Ich verstehe ehrlichgesagt nichtmal den Unterschied zwischen den drei Funktionen, vom Namen abgesehen erscheinen sie mir völlig gleich. Die Post- und Get-Parameter bekomme ich ja schließlich eh bei allen als HttpServletRequest-Objekt, oder nicht?


----------



## HLX (6. Jun 2007)

Die doGet-Methode wird automatisch dann ausgeführt wenn eine Anfrage über ein HTTP-GET erfolgt, z.B. wenn eine Seite per URL angefordert wird. Die doPost-Methode wird ausgeführt, wenn eine Anfrage über ein HTTP-POST erfolgt, also wenn Formular abgeschickt wird, z.B. per "Submit"-Button.

Die Service-Methode sollte nicht überschrieben werden. Sie unterscheidet die einzelnen HTTP-Methoden und ruft entsprechend die doGet, oder die doPost (oder die doHead...) auf.


----------



## T0M (6. Jun 2007)

Danke für deine Antwort, aber ganz klar ist es mir noch nicht. Denn oft sind doch Get- und Post-Anfragen gemischt, welche Methode wird dann aufgerufen? Oder werden beide Aufgerufen, dann wäre es ja ein Fehler, z.B. in der doPost-Methode die doGet-Methode aufzurufen, wie es in manchen Büchern empfohlen wird. 
Wenn ich dich richtig verstanden habe, ist es jedenfalls eine Get-Anfrage, wenn ein Servlet im Browser ohne jegliche Parameter aufgerufen wird?


----------



## HLX (6. Jun 2007)

DoPost und DoGet werden nicht gemischt aufgerufen.

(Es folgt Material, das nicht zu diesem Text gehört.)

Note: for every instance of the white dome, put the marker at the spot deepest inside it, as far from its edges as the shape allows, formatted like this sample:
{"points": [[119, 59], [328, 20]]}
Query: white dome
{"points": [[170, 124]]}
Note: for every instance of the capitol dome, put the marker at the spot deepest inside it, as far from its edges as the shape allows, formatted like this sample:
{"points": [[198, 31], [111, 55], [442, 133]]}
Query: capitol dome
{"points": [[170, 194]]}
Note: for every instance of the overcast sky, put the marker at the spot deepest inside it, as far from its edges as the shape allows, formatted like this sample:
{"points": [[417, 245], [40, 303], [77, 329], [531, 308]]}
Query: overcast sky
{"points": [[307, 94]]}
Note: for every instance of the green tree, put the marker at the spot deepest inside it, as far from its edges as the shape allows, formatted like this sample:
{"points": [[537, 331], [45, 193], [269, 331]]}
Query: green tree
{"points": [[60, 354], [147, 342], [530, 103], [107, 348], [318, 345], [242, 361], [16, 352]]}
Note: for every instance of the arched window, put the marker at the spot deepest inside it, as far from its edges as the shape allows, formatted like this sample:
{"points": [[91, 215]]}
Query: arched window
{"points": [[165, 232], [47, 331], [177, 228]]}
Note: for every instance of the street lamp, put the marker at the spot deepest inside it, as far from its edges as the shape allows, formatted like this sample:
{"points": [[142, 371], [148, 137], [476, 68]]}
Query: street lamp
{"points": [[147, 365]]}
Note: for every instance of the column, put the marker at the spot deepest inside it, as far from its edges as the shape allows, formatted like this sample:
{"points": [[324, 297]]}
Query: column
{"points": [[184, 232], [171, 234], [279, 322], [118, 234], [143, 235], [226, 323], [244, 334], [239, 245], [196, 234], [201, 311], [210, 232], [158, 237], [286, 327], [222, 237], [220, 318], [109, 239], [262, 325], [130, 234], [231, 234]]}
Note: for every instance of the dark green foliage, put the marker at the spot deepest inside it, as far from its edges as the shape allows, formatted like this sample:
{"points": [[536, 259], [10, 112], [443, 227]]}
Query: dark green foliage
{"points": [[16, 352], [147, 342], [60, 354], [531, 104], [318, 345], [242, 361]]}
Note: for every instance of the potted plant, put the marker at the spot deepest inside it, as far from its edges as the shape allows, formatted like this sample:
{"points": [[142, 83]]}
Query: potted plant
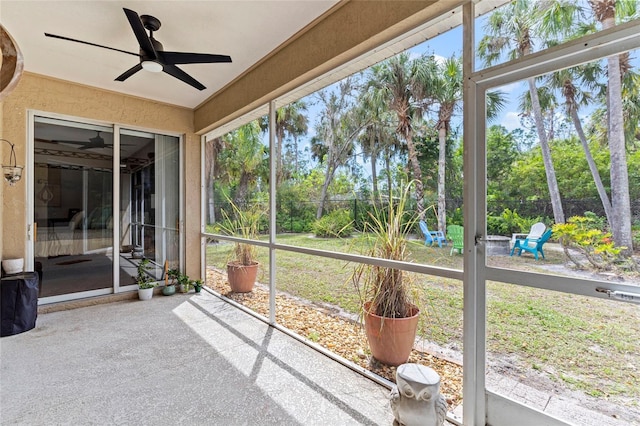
{"points": [[243, 269], [144, 280], [197, 285], [390, 315], [170, 287], [184, 282]]}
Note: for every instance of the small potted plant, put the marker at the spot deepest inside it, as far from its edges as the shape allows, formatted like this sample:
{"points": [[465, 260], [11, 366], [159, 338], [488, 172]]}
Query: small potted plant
{"points": [[184, 282], [197, 285], [170, 287], [243, 269], [144, 280], [390, 314]]}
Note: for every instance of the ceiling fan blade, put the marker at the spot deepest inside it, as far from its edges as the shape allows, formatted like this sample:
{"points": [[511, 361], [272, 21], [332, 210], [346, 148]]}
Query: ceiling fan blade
{"points": [[174, 58], [140, 33], [90, 44], [183, 76], [128, 73]]}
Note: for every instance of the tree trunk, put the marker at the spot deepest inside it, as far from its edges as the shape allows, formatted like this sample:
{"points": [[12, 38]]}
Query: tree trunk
{"points": [[442, 202], [417, 174], [210, 156], [243, 190], [325, 187], [279, 172], [387, 164], [606, 204], [620, 200], [374, 174], [552, 183]]}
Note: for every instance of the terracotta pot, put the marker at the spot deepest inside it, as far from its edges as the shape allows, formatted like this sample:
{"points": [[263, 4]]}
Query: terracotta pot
{"points": [[242, 278], [390, 339]]}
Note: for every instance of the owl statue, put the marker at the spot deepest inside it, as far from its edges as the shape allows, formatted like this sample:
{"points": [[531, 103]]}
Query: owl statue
{"points": [[416, 399]]}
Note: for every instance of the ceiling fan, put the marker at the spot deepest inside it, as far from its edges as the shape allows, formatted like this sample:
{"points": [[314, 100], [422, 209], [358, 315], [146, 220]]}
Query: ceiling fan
{"points": [[95, 142], [152, 56]]}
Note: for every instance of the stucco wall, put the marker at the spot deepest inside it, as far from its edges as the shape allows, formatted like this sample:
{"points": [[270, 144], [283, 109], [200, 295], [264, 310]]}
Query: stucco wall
{"points": [[35, 92], [348, 31]]}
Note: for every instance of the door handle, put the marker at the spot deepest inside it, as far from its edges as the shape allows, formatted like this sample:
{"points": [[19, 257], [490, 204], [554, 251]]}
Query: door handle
{"points": [[627, 296]]}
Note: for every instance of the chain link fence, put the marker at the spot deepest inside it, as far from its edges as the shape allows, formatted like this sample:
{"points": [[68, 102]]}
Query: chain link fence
{"points": [[298, 216]]}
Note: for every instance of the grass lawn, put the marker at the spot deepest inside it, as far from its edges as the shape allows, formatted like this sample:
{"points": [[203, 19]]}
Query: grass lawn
{"points": [[588, 344]]}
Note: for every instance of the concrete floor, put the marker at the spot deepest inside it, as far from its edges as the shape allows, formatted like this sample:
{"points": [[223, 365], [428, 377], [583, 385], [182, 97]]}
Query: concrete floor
{"points": [[185, 359]]}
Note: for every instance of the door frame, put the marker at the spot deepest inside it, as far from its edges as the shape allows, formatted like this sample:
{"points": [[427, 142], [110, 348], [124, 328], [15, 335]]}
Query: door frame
{"points": [[30, 207], [480, 405]]}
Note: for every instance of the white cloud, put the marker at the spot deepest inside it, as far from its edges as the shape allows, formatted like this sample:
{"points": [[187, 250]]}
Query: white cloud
{"points": [[511, 120], [509, 88]]}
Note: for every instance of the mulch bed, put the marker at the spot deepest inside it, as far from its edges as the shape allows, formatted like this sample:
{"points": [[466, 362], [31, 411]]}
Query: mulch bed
{"points": [[341, 335]]}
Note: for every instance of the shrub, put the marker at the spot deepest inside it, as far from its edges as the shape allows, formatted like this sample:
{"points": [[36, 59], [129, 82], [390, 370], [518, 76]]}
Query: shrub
{"points": [[336, 224], [582, 234], [509, 222]]}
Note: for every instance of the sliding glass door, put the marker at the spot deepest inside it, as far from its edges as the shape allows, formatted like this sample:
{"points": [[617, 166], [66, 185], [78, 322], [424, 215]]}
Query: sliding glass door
{"points": [[75, 230], [149, 202], [72, 205]]}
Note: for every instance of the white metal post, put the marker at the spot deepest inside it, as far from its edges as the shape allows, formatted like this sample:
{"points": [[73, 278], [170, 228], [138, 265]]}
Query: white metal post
{"points": [[474, 408], [272, 212], [115, 211]]}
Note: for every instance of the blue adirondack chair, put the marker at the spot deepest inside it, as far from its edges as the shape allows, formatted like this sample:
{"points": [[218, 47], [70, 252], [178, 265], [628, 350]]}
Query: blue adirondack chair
{"points": [[431, 237], [532, 246], [456, 235]]}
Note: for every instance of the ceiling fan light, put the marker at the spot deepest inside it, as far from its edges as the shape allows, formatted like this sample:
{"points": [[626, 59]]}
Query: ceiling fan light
{"points": [[152, 66]]}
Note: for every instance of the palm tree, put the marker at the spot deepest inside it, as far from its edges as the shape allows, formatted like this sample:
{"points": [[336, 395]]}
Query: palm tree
{"points": [[511, 31], [243, 156], [340, 124], [401, 82], [213, 170], [379, 137], [605, 13], [290, 120], [574, 98], [447, 92]]}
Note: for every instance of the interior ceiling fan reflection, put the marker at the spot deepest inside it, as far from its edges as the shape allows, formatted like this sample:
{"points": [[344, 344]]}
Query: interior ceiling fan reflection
{"points": [[95, 142]]}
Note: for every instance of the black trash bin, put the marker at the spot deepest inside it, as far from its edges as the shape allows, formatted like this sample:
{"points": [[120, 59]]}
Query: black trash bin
{"points": [[19, 302]]}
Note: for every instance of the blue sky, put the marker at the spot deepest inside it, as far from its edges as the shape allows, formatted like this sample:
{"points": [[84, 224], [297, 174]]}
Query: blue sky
{"points": [[450, 43]]}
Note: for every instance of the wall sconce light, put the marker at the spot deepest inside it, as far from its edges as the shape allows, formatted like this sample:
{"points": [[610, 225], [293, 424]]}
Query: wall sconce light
{"points": [[12, 173]]}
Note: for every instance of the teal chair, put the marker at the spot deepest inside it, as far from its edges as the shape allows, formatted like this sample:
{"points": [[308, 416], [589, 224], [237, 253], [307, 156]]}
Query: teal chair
{"points": [[431, 237], [533, 247], [456, 234]]}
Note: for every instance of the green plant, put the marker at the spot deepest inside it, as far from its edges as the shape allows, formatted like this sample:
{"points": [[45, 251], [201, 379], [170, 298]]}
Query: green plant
{"points": [[143, 279], [336, 224], [385, 288], [196, 284], [173, 275], [582, 234], [509, 222], [184, 282], [244, 224]]}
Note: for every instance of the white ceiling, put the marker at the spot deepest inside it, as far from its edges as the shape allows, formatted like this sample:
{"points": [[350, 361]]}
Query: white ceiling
{"points": [[245, 30]]}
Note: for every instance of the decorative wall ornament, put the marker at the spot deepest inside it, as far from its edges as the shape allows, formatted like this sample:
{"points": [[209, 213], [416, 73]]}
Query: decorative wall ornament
{"points": [[12, 64], [416, 399], [12, 172]]}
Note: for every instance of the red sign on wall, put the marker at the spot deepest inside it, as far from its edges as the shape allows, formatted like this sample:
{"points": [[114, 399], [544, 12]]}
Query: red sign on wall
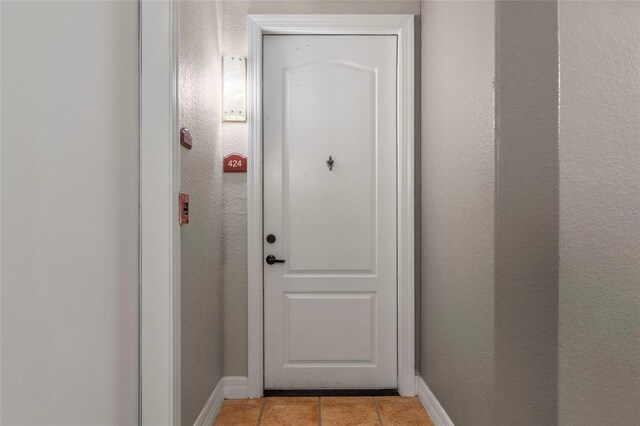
{"points": [[235, 163], [184, 208]]}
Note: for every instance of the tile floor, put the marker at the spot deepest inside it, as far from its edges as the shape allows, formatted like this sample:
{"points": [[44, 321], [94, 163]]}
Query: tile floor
{"points": [[325, 411]]}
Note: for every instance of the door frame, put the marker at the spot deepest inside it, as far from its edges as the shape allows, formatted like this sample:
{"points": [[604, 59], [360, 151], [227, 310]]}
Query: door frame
{"points": [[401, 26], [159, 257]]}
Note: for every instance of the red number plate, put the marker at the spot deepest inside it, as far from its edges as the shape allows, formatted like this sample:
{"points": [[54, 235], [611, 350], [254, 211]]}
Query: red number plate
{"points": [[235, 163]]}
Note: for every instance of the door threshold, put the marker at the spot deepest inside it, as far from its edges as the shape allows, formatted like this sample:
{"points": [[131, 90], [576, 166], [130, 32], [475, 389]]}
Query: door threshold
{"points": [[330, 392]]}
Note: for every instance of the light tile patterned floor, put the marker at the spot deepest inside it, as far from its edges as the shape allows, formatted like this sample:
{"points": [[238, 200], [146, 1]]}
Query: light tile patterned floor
{"points": [[325, 411]]}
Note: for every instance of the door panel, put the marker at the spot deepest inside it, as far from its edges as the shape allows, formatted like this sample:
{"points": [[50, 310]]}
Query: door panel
{"points": [[331, 307]]}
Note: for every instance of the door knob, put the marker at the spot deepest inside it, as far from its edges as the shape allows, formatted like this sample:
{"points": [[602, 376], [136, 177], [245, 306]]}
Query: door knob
{"points": [[271, 259]]}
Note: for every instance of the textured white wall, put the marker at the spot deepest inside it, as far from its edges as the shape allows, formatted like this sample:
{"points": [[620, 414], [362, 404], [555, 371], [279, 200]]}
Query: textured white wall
{"points": [[458, 184], [599, 213], [69, 213], [201, 176], [234, 41]]}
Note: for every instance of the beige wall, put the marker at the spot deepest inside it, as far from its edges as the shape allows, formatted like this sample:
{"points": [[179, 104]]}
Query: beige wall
{"points": [[201, 176], [599, 213], [234, 41], [458, 184]]}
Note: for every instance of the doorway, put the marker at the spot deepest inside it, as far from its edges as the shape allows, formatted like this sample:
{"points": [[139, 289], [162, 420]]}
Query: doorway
{"points": [[330, 185], [339, 311]]}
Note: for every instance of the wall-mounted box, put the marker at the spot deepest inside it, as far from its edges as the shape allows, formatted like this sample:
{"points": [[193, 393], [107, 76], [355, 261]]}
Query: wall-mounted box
{"points": [[234, 88]]}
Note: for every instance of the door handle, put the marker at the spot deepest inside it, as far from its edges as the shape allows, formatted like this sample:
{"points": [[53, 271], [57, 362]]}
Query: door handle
{"points": [[271, 259]]}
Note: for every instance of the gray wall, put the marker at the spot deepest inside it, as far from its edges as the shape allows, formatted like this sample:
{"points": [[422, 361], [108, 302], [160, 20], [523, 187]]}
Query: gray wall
{"points": [[201, 176], [599, 213], [235, 140], [526, 246], [69, 213], [458, 184]]}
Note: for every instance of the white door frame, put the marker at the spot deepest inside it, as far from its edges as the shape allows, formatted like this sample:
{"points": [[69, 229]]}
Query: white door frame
{"points": [[402, 27], [159, 402]]}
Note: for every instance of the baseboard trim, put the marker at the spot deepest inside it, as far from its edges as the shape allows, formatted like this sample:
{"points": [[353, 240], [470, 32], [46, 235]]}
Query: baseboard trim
{"points": [[212, 407], [236, 387], [439, 417]]}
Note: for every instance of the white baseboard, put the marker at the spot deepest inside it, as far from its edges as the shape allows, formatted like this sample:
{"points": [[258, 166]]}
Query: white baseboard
{"points": [[212, 407], [438, 416], [236, 387]]}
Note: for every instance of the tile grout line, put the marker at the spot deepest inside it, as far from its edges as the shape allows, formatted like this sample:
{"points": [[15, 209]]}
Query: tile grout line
{"points": [[375, 404]]}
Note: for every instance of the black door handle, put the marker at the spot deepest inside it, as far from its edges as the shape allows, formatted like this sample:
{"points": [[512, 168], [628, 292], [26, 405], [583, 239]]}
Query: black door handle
{"points": [[271, 259]]}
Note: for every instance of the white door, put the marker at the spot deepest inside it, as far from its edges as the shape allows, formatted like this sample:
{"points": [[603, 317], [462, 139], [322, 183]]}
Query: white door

Wenn ein Client via HTTP eine Anfrage an einen HTTP-Server schickt, verwendet er dazu immer *eine* HTTP-Methode, z.B. GET, POST, HEAD...

Die gebräuchlichsten sind GET und POST. Mit GET wird in der Regel eine Seite oder ein Inhalt angefordert. Man kann dabei auch Parameter über die URL übergeben. Das sieht man schonmal bei SessionIds, wenn Cookies ausgeschaltet sind. URL-Parameter können dann auf dem Server ausgelesen werden. Wenn man sich allerdings irgendwo anmelden muss, z.B. für einen Bestellvorgang, dann wäre es schon blöd, wenn das Kennwort in der URL zu lesen wäre. Hier kann man die HTTP-Methode POST verwenden. Dabei wird ein Datenblock mit Name/Wert-Paaren an die HTTP-Nachricht gehängt. 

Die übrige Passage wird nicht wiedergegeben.